Résumé et traduction réalisés par Le Fil IA à partir de The Decoder. Lire l'article original →
Ce retour de Meta vers l'ouverture marque un changement de cap stratégique après une période où l'entreprise avait semblé s'éloigner de sa politique de modèles ouverts, notamment avec les difficultés rencontrées par la famille Llama face à la concurrence. En misant sur un modèle compact et exécutable localement, Meta cible directement les développeurs et les entreprises soucieux de coûts d'inférence et de confidentialité des données, tout en cherchant à reprendre l'avantage face aux modèles chinois open source qui ont gagné du terrain, comme ceux de DeepSeek ou d'Alibaba.
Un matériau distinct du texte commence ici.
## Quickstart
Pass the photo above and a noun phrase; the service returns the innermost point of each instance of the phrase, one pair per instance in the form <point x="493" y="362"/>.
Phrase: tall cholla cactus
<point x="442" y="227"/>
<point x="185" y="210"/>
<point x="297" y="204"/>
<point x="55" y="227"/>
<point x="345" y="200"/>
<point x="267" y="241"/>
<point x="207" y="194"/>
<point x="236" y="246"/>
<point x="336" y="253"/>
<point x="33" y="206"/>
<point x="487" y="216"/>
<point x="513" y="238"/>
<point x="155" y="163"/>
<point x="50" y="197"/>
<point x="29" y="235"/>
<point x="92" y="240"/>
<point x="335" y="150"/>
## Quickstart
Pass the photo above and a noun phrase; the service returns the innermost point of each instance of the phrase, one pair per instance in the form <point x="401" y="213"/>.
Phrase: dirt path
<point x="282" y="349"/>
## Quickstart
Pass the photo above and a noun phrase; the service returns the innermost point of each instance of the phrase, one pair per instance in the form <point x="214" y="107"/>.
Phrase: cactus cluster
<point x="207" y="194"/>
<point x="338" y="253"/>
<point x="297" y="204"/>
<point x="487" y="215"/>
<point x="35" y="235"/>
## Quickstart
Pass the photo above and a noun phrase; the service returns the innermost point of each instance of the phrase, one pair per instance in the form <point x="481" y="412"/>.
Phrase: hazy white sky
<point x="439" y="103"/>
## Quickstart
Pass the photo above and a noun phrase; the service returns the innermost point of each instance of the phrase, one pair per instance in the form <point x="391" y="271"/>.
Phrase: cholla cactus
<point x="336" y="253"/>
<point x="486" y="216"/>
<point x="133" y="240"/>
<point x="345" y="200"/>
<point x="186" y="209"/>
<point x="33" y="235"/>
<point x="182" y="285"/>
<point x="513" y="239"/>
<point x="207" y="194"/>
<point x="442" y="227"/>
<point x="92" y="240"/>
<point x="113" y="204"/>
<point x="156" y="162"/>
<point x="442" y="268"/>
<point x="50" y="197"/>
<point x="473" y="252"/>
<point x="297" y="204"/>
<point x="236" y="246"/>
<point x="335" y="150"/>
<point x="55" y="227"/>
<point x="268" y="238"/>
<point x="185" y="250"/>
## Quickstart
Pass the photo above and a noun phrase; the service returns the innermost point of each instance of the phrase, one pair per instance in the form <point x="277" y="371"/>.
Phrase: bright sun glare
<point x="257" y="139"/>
L'argumentaire de Zuckerberg s'inscrit dans un débat plus large sur la régulation de l'intelligence artificielle aux États-Unis, où les laboratoires fermés comme OpenAI et Anthropic plaident souvent pour un encadrement plus strict des modèles ouverts, jugés plus risqués en matière de sécurité. En défendant la distillation et en réclamant moins de contraintes, Meta tente de peser sur ces discussions réglementaires tout en consolidant sa position face à la concurrence internationale, notamment chinoise, dans la course aux modèles ouverts.
Les entreprises et developpeurs europeens pourraient beneficier de ce modele compact et peu couteux pour l'inference et la confidentialite des donnees, mais aucun impact reglementaire direct sur la France ou l'UE n'est mentionne.
Meta qui rouvre les poids alors qu'il jouait la carte "closed" y'a encore un an, c'est un aveu : leur pari fermé face à GPT et Claude n'a pas payé, donc retour à ce qui marchait avec Llama. Un modèle de 30 milliards de paramètres qui tourne en local avec moins de 20 Go de RAM, ça parle direct aux devs qui veulent pas payer d'API et garder leurs données chez eux. Reste que Zuckerberg qui réclame moins de régulation pile au moment où ça l'arrange pour distiller les modèles d'OpenAI et Anthropic, c'est un plaidoyer intéressé, pas un manifeste philosophique.